The short scene was posted in a social network and had numerous people discussing the scene. Here’s the scene. A young, interracial couple (what a surprise),  Jaqueline (Gabz) and Thiago (Danilo Maia), gets into a heated argument over an incident in which Rio police stop the bus they are riding in a blitz (a common occurence in Rio’s poor neighborhoods) and proceed to ask a young black male on the bus for his ID. Jaqueline, a teenage black girl, wants to know why the police asked the black guy for his papers, even though there were several white people on the bus. Due to her questioning of police procedures, Jaqueline and Thiago are placed under arrest. 

Interracial Relationships and Conflicting views
During police blitz, police enter bus and ask only black male on bus for his documents. Jaqueline questions why, which leads to the arrest of her and boyfriend Thiago (Interracial Relationships and Conflicting views)

The reason why this conversation between the two characters took me back in time is because it reminded me of a conversation, or lack threreof, that I had with a white woman I knew. At that time in my life, I had experienced interracial dating, having had various relationships and experiences with non-black girls/women. At the time, I was working at a supercenter that was popuar in some states in the midwest region of the country.

I had worked several different shifts, days, afternoons and midnights, and one year, after switching permanently to afternoons, this young white woman that also worked at the store began to befriend me. I had seen her around for some time, but as I switched to afternoons, I saw her more frequently. After having come to speak to me several times during work, I figured out pretty soon that she was expressing her interest.
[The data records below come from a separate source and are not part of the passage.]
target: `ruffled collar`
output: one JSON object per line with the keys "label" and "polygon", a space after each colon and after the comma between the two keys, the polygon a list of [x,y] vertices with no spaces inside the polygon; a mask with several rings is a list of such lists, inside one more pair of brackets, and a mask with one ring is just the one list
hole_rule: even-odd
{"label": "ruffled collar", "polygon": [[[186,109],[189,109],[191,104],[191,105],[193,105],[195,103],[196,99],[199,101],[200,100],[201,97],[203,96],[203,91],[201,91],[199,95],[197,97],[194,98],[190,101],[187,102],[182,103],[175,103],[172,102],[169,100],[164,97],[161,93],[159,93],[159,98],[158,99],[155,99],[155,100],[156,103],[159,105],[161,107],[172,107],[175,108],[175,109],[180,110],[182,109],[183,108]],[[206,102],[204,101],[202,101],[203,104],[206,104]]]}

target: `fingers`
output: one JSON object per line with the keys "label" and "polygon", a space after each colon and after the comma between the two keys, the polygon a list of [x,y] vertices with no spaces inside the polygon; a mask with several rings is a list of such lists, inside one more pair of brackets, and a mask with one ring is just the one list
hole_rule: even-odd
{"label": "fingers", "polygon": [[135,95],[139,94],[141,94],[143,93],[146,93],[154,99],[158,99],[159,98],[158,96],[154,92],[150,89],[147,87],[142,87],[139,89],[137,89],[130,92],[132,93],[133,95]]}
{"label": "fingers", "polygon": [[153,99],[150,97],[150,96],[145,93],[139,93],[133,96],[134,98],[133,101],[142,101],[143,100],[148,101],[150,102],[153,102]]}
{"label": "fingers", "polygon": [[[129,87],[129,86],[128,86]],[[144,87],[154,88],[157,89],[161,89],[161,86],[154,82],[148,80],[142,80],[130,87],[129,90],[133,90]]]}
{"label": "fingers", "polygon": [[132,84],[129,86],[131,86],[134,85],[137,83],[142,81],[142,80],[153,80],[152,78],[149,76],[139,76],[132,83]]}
The funny thing is that, a black female friend of mine had sat in on several get togethers of employees who would eat lunch together, and this particular white woman would often lunch with the group. According to this friend, one day at the lunch table, several women, black and white, were discussing their dating experiences and the types of men they liked and didn’t like. Soon enough, the topic of black men came up which led to several women sharing their experiences and what they thought of the black men they had dated.
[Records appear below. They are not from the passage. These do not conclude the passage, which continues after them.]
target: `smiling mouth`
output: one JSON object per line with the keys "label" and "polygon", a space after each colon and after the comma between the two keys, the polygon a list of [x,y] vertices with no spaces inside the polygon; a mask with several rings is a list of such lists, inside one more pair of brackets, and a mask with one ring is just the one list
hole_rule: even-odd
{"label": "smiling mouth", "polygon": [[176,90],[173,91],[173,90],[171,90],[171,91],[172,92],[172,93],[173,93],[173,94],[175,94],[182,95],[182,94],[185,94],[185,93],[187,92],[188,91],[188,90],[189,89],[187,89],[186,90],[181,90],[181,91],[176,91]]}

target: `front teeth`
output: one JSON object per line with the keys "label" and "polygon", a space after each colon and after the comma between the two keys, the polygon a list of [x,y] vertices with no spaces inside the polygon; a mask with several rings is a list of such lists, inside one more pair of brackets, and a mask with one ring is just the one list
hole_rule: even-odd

When this white woman, who I shall call Cindy, was asked what she thought of black men and if she had or would ever date one, according to my friend, Cindy made a face of disgust and said she never has and could never. According to my friend, Cindy made a face of almost total disgust when the very idea of her being with a black man came up. I found this out some time after Cindy had made it quite apparent that she was interested in this black man. 

To be honest, I wasn’t really interested in pursuing her plus, the way she was coming at me, I didn’t need to. We hung out a bit, did the ocasional lunch, but nothing at all serious. Our conversations were pretty light, not really getting into any heavy topics beyond music, film or TV. But music was enough to show that we didn’t really have much in common. I remember her saying that she liked the group Kool and the Gang, so one day, I put together a mixed tape of some of Kool and the Gang’s biggest hits.

One day on lunch, I told her I made her a CD of the group and I put into the CD player. The look on her face signaled she wasn’t really feeling the groove. After the second song, she looked at me asked, ‘What is this jungle music?’. I laughed after I realized that the Kool and the Gang she liked was JT Taylor-era Kool and the Gang whereas I liked the group’s pre-1979 hits, before the singer joined the group. That was when their sound was funk and jazz oriented before they went after the crossover audience with songs like ‘Celebration’, ‘Joana’, etc.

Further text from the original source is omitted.